Key West liegt am westlichen Ende der Florida Keys und zählt etwa 25.000 Einwohner. Die flache Insel ist der südlichste Punkt des US-Festlands und liegt nur rund 90 Meilen von Kuba entfernt. Das heutige Stadtbild mit Häusern in hellen Pastellfarben und der typischen Conch-Architektur wirkt karibisch geprägt. Die Temperaturen sind ganzjährig mild. Kreuzfahrtschiffe legen unweit des historischen Stadtzentrums an. Die Stadt entwickelte sich ab dem 19. Jahrhundert durch Handel mit Schwämmen und Zigarren. Eine Eisenbahnverbindung zum Festland bestand ab 1912. Zu den bekanntesten Sehenswürdigkeiten zählt das Wohnhaus von Ernest Hemingway, das mit Garten und originalem Mobiliar besichtigt werden kann. Auch die Sloppy Joe’s Bar, einer seiner früheren Aufenthaltsorte, ist erhalten. Entlang der Duval Street reihen sich Galerien, Cafés und Musikbars. Am Southernmost Point markiert eine farbige Boje den südlichsten Punkt der USA. Das Museum im ehemaligen Zollhaus zeigt Kunst und Stadtgeschichte, das Shipwreck Museum erinnert an Bergungsschiffe und bietet einen Aussichtsturm. Der Leuchtturm von 1848 ist heute ein Museum. Beliebt ist der Sonnenuntergang am Mallory Square mit täglicher „Sunset Celebration“. Strände wie im Fort Zachary Taylor Park ergänzen das Bild.
Das heutige Stadtgebiet Fort Lauderdales wurde früher von Ureinwohnern des Stammes der Tequeste besiedelt; im 16. Jahrhundert brachten spanische Entdecker viele Krankheiten mit sich – mit verhängnisvollen Auswirkungen auf die Tequeste. Die letzten Ureinwohner wurden im 18. Jahrhundert nach Kuba gebracht. Die Gegend rund um Fort Lauderdale entwickelte sich vor allem während des sogenannten Florida-Landbooms während der 1920er Jahre.

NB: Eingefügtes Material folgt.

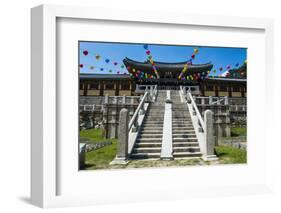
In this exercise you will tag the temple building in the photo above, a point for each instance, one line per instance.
(165, 76)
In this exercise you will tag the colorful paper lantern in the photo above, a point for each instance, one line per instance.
(85, 52)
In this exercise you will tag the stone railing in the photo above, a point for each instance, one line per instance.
(212, 100)
(203, 128)
(194, 90)
(137, 119)
(144, 88)
(121, 99)
(90, 107)
(129, 129)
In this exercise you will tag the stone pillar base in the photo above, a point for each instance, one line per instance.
(210, 158)
(167, 158)
(119, 161)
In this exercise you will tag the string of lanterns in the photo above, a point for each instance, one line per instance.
(99, 57)
(189, 62)
(228, 68)
(150, 59)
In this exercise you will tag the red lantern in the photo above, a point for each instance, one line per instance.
(85, 52)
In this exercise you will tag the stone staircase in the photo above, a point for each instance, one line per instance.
(149, 141)
(185, 143)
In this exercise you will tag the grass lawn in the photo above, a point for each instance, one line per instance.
(93, 135)
(231, 155)
(101, 158)
(238, 131)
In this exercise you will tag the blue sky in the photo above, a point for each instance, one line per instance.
(116, 52)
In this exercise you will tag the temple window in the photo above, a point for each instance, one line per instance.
(125, 86)
(210, 88)
(236, 89)
(94, 85)
(109, 85)
(223, 88)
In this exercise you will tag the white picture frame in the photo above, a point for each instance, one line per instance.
(45, 172)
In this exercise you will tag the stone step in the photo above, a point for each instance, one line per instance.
(149, 140)
(145, 155)
(184, 135)
(181, 122)
(153, 122)
(186, 154)
(186, 149)
(183, 125)
(139, 145)
(152, 126)
(183, 130)
(149, 135)
(151, 131)
(185, 144)
(185, 139)
(147, 150)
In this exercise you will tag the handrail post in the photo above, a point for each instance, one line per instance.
(209, 152)
(226, 100)
(122, 144)
(210, 100)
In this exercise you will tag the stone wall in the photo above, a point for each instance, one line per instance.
(103, 112)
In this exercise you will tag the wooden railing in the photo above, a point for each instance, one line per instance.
(196, 112)
(140, 110)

Entlang des New Rivers erstreckt sich eine schöne Flusspromenade, die zum entspannten Flanieren einlädt. Ein Paradies für Shoppingbegeisterte ist das Einkaufszentrum Sawgrass Mills – mit mehr als 350 Geschäften ist es eines der größten Fashion-Outlets der Welt. Das Museum of Art zeigt unter anderem Keramiken von Picasso sowie zeitgenössische Kunst aus Kuba. Das Museum of Discovery and Science bietet spannende naturkundliche Ausstellungen und im Bonnet House Museum mit seinen beeindruckenden tropischen Gärten ist Wissenswertes über die Stadtgeschichte ausgestellt. Das denkmalgeschützte Stranahan House in der Innenstadt ist eines der ältesten Gebäude im Broward County. Es wurde Anfang des 20. Jahrhunderts vom Kaufmann und Großgrundbesitzer Frank Stranahan erbaut und beherbergt heute auch ein Museum.